Frédéric Cuvillier, ancien secrétaire d'État aux Transports.

LA TRIBUNE - La mobilité intelligente, enjeu économique majeur des métropoles, repose sur l'ouverture de données des grands opérateurs publics de transports, qui semblent réticents face à la concurrence des sociétés du numérique (Google, Waze, Moovit...) ou du privé (Orange, Thales...). Vous semble-t-il possible de faire travailler ces deux mondes ensemble ?

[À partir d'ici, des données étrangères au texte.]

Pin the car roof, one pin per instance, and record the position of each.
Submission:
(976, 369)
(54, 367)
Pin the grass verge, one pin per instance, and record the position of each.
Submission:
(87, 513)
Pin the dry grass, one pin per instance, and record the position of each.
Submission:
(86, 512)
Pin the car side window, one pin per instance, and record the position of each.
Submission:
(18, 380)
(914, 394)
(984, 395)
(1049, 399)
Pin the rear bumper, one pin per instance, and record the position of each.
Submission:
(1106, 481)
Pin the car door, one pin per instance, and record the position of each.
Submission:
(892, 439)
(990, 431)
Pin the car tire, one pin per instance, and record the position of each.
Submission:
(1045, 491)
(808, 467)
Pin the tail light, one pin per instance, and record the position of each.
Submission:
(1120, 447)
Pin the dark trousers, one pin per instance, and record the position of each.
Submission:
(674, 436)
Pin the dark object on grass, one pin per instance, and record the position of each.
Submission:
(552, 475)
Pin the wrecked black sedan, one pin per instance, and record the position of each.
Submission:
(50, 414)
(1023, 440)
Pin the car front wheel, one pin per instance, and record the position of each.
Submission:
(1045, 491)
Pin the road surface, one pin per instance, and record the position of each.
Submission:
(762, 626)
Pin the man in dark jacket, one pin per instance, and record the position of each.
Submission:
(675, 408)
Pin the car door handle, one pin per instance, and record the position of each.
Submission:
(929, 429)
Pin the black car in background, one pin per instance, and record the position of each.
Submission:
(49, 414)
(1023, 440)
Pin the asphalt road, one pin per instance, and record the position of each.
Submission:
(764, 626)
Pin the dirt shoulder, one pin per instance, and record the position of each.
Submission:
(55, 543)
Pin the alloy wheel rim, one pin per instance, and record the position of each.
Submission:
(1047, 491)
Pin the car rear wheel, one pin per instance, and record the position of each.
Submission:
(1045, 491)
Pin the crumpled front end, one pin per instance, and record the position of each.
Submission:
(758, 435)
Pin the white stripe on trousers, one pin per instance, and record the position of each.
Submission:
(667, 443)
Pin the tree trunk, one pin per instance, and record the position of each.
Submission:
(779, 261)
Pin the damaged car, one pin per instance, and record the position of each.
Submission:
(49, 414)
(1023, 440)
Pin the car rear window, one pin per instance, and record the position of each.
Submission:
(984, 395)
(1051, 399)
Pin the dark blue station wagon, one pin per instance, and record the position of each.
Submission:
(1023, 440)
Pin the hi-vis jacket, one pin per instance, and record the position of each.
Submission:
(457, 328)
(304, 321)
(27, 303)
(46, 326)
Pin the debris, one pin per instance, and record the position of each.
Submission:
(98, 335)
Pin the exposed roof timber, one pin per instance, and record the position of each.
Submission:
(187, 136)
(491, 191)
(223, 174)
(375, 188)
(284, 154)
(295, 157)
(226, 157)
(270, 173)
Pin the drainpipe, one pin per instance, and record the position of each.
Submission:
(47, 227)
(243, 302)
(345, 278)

Frédéric Cuvillier - Il faut replacer l'État au centre du jeu, c'est essentiel. Le 11 février, j'ai lancé le débat sur l'ouverture des données publiques dans le domaine des transports et Francis Jutand, membre du conseil national du numérique, va l'animer. La SNCF, la RATP, le Gart [Groupement des autorités responsables de transport,
ndlr] mais aussi des start-up, des associations d'usagers et de chercheurs y sont associés. Je ne veux absolument pas opposer les opérateurs publics de transports aux sociétés numériques sur l'ouverture des données publiques. Il faut au contraire faire travailler ces différents mondes ensemble, avec un objectif clair : optimiser les services numériques offerts aux voyageurs et maximiser l'avantage économique de l'open data en France.

LT - Existe-t-il un business model qui permette à la SNCF et à Google de cohabiter sur un même marché ?

FC - Je l'ai dit et je le répète : pour soutenir la filière d'excellence française des transports intelligents, j'amorce le retour de l'État tout à la fois stratège, facilitateur et aiguillon d'innovation. Qu'est-ce que cela veut dire ? Tout simplement que la question n'est pas d'organiser la cohabitation entre les géants du Web d'une part et les entreprises publiques de transports d'autre part. Vous le savez, je ne suis pas un dogmatique, je suis un pragmatique. Il s'agit pour moi de repenser l'ouverture des données publiques en matière de transport autour de l'usager et des entreprises qui créent des emplois et de l'activité économique en France. Je lance donc ce débat sur l'ouverture des données pour une durée de six mois. Il portera sur les opportunités dont peuvent bénéficier les usagers, mais aussi sur les règles qui doivent encadrer une telle initiative. Il n'est pas question de pécher par naïveté et de se faire coloniser par des géants de l'Internet à l'appétit féroce. L'objectif est d'émettre des recommandations à tous les acteurs concernés et d'accompagner progressivement la France dans ce mouvement mondial de réutilisation des données publiques liées à la mobilité, sans fragiliser pour autant la position des opérateurs français.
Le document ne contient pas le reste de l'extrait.